Wednesday, August 29, 2012

Investing is Hardest Job

This is according to an interesting article I came across on the internet this week. Below is the article. I suggest anyone investing their own money or doing it for a living like myself should take a few minutes to read the entire article.

Being a professional investor is the hardest profession on the planet.

Not because the financial markets are global and 24/7.  Not because the markets are full of extremely driven and intelligent competitors.  Not because the emotional highs and lows can be soul crushing.

It is because of the constant and measurable competition against passive benchmarks.
Each day, month, quarter and year a professional investor’s performance is measured against both the benchmark and their peers.  Outside of professional sports, I’m not sure there is any other industry that generates such objective and continuous measurements. And even in sports, there is no equivalent of a “passive benchmark”.  If a player is struggling, teams do not have the option to replace that player with a benchmark that guarantees them the averaged production of every player at that position .

Benchmarks are the most ferocious of competitors.  They show up for work everyday. They never get sick.  They don’t take vacation.  They are always 100% invested so their results are continuously compounding.  Most importantly, they’re not aware of their own performance.  The S&P 500 will never enter the 4th quarter feeling it needs to really press to have good numbers for the year.  Nor will it take December off to “lock in” a good year.

Not only is the pressure unrelenting, but your failures are public on a scale that again only professional athletes can relate to.  If you do become a successful professional investor and overcome all of the above, there is always the question of skill versus luck.

No fan in their right mind believes they have a chance of beating a Kobe Bryant or LeBron James at basketball.  Yet any investor can now buy a portfolio of index funds and have a good chance to outperform not just a few, but the majority of mutual and hedge fund managers.

This inconvenient truth is like a little voice in the head of every successful investor – “Am I really good at this or have I just been lucky?”.  A voice that never goes away as it only takes a couple bad years to destroy an lifelong track record.
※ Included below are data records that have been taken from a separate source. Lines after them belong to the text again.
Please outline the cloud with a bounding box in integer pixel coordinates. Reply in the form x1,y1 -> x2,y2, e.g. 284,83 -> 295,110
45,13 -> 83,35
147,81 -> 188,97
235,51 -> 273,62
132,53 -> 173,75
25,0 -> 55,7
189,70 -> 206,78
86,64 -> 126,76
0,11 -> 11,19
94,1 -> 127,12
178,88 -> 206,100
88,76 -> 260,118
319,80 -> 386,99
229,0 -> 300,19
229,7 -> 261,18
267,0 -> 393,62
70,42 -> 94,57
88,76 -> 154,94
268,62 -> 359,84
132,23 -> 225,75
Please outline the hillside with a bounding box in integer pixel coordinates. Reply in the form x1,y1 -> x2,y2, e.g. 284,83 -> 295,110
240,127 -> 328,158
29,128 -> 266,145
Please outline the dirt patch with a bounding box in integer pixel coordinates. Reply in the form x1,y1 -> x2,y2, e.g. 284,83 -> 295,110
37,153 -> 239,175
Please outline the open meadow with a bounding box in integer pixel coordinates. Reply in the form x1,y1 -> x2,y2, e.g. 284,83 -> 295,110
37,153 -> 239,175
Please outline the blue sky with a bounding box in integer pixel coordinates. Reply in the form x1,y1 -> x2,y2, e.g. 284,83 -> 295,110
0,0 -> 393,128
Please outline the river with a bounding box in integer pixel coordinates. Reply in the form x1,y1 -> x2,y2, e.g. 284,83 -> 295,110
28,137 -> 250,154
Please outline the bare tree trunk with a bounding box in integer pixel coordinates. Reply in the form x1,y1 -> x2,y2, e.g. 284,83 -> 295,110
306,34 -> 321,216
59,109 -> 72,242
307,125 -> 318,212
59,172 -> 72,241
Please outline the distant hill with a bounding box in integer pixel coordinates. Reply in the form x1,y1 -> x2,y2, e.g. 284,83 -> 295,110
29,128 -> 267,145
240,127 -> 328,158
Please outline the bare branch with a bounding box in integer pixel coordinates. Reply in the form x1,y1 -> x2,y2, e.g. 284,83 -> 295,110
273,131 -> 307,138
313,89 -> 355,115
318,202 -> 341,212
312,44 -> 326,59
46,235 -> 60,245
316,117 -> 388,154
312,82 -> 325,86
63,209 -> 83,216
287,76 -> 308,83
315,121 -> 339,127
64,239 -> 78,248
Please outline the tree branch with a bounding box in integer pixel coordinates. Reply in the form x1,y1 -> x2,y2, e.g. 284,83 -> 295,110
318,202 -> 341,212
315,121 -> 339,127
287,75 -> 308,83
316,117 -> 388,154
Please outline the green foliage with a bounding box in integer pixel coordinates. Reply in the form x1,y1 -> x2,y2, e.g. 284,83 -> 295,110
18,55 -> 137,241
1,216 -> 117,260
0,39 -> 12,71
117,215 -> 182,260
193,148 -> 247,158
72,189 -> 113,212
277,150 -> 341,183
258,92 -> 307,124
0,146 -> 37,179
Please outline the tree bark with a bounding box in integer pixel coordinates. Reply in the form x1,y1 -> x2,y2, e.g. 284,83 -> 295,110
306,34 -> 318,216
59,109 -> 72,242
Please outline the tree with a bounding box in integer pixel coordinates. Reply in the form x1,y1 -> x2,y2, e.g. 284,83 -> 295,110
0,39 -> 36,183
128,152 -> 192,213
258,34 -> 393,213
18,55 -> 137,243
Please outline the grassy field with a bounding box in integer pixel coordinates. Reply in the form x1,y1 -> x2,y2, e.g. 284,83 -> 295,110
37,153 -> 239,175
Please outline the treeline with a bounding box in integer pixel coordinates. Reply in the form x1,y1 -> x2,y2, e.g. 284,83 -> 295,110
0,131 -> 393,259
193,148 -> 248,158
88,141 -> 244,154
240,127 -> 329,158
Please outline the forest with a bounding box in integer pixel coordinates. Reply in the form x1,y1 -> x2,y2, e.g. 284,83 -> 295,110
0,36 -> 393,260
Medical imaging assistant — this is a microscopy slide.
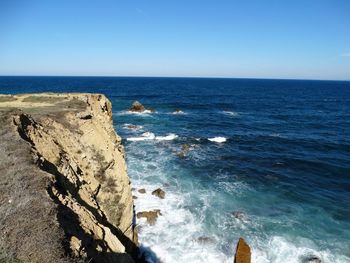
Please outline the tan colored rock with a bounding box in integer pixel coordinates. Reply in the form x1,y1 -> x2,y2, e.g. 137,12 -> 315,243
234,238 -> 251,263
152,188 -> 165,199
0,93 -> 137,262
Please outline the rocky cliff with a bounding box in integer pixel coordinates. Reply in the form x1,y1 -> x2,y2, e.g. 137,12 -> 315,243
0,94 -> 138,262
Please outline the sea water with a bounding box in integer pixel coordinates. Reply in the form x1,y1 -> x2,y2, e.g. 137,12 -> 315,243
0,77 -> 350,263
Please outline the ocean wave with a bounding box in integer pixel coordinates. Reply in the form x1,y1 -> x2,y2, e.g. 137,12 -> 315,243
126,132 -> 156,142
155,133 -> 179,141
208,137 -> 227,143
222,110 -> 239,116
126,132 -> 179,142
122,123 -> 143,130
171,110 -> 186,115
115,110 -> 157,117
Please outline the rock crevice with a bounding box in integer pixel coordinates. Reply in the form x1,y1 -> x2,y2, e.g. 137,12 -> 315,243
0,94 -> 138,262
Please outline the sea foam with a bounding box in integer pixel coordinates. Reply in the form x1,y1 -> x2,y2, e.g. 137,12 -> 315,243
208,137 -> 227,143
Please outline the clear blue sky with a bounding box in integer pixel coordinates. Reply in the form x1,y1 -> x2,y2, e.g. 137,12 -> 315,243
0,0 -> 350,80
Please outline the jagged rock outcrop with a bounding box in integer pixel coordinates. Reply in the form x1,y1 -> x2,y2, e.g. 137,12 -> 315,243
152,188 -> 165,199
234,238 -> 251,263
0,94 -> 138,262
128,100 -> 154,113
A few quick thoughts I had after reading have to do with short-term results versus long-term investing. For example, investors love to know how they did last month or so far this year. When in reality they will not touch the money for at least 10 years if not longer. The real way to measure is over several years as there will always be up and down years. When basing long-term investing on short-term goals is the strategy, the odds of beating the market are very low.

 
It also hit home with me as an advisor that not only deals with the markets 24/7, but also with many different views on the market via my clients (basically my many bosses). I really think this article will open the eyes of all investors and I suggest you pass it along to your friends.